Microsoft in talks to invest $10bn in ChatGPT owner
Microsoft Corp is in talks to invest $10 billion into OpenAI, the owner of ChatGPT, which will value the San Francisco-based firm at $29bn, Semafor reported on Monday, citing people familiar with the matter.
The funding includes other venture firms and deal documents were sent to prospective investors in recent weeks, with the aim to close the round by the end of 2022, the report said.
Microsoft declined to comment, while OpenAI did not immediately respond to Reuters’ request for comment.
This follows a Wall Street Journal report that said OpenAI was in talks to sell existing shares at a roughly $29bn valuation, with venture capital firms such as Thrive Capital and Founders Fund buying shares from existing shareholders.
OpenAI, founded by Tesla Inc CEO Elon Musk and investor Sam Altman, made the ChatGPT chatbot available for free public testing on Nov 30. A chatbot is a software application designed to mimic human-like conversation based on user prompts.

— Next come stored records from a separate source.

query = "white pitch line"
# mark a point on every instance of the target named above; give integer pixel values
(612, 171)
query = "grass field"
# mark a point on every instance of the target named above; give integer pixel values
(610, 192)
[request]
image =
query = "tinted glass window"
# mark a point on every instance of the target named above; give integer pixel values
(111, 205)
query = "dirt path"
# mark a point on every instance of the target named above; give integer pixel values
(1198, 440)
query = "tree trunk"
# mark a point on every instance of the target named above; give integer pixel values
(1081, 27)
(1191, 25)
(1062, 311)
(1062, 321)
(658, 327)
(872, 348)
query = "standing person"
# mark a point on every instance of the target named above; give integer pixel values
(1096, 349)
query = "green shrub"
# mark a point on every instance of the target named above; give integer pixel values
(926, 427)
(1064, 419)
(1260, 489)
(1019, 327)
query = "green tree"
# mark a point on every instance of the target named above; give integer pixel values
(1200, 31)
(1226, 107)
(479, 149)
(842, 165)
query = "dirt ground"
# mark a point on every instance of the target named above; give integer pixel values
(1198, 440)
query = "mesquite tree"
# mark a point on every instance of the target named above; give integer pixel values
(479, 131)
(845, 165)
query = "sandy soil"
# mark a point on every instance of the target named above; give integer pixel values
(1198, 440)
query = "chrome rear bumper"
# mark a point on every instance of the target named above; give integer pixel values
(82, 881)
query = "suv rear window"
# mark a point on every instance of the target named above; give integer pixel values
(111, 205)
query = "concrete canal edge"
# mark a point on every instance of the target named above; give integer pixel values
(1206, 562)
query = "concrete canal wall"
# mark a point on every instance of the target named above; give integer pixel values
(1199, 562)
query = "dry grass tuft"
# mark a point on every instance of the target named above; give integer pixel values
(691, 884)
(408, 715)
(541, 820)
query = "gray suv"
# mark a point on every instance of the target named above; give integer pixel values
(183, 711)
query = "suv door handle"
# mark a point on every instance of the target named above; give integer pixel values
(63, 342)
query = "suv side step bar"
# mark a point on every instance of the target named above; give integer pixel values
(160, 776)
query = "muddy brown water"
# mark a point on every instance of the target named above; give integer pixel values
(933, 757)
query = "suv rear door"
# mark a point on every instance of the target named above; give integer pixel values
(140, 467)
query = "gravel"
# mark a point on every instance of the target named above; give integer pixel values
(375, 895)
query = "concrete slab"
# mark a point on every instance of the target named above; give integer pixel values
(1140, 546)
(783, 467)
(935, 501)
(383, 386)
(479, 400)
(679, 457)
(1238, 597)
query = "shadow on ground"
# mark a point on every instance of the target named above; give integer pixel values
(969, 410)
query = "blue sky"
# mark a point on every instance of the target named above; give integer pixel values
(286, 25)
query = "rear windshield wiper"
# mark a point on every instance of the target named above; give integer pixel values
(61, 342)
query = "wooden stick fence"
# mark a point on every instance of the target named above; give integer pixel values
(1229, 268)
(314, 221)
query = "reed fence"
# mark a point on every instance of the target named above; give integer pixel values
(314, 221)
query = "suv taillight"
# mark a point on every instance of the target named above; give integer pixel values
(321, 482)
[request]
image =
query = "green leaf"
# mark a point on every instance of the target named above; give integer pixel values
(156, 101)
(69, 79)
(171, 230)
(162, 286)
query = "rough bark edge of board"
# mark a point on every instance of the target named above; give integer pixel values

The Semafor report said the funding terms included Microsoft getting 75 per cent of OpenAI’s profits until it recoups its initial investment once OpenAI figures out how to make money on ChatGPT and other products like image creation tool Dall-E.
On hitting that threshold, Microsoft would have a 49pc stake in OpenAI, with other investors taking another 49pc and OpenAI’s nonprofit parent getting 2pc, the report said, without clarifying what the stakes would be until Microsoft got its money back.
Microsoft, which invested $1bn in OpenAI in 2019, was working to launch a version of its search engine Bing using the AI behind ChatGPT, the Information reported last week.